Neural Style Transfer
- Neural style transfer (NST) is a technique used to generate images in the style of another image.
- VGG network is more well-suited for NST than Inception.
- A Neural Algorithm of Artistic Style (2015)
- Convolutional neural networks for artistic style transfer
- Neural Artistic Style Transfer: A Comprehensive Look
Image optimization
- A naive technique is to use an optimization technique starting off with a random noise image.
- A better technique is to take three images: (1) a content image, (2) a style reference image (artwork), and (3) the input image to style. Blend them together such that the input image looks like the content image and "painted" like the style image.

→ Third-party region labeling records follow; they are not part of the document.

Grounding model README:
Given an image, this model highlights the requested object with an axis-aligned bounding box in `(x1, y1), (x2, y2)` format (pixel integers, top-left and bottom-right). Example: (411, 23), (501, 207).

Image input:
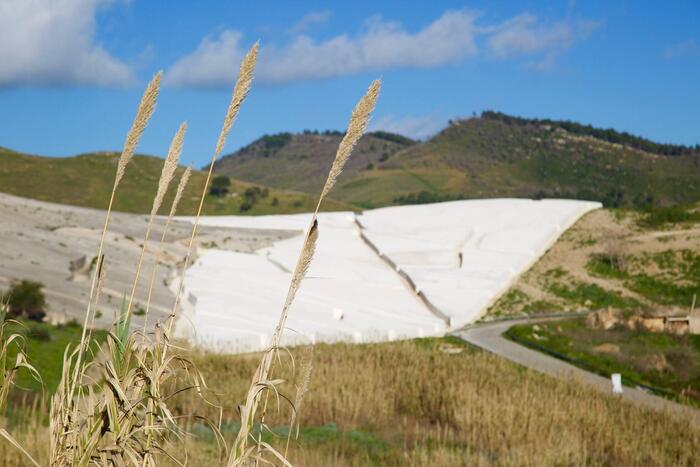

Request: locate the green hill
(215, 131), (414, 198)
(216, 112), (700, 207)
(0, 148), (351, 215)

- CNNs have been learned to encode perceptual and semantic information, so they can be repurposed for the style transfer problem.
- Use the outputs of various intermediate layers to compute two types of losses:
- style loss (how close is the pastiche to the style image in style)
- content loss (how close is the pastiche to the content image in content)
- Those losses are then minimized by directly changing the pastiche image.
- Losses are based not on per-pixel differences between images, but instead on more perceptual differences between them, which are captured in deeper layers.
- The relative importance of these terms is determined by a set of scalar weights \(\alpha\) and \(\beta\).
$$\large{L_{\text{total}}(S,C,G)=\alpha L_{\text{content}}(C,G)+\beta L_{\text{style}}(S,G)}$$
- Applying this to early layers results in finer textures whereas applying this to deeper layers capture smore higher-level elements of the image’s style.
- The best results are achieved by a combination of many different layers from the network.
Content loss
- Pass both the pastiche image and the content image through some layers of the network and find the Euclidean distance between the intermediate representations of those images.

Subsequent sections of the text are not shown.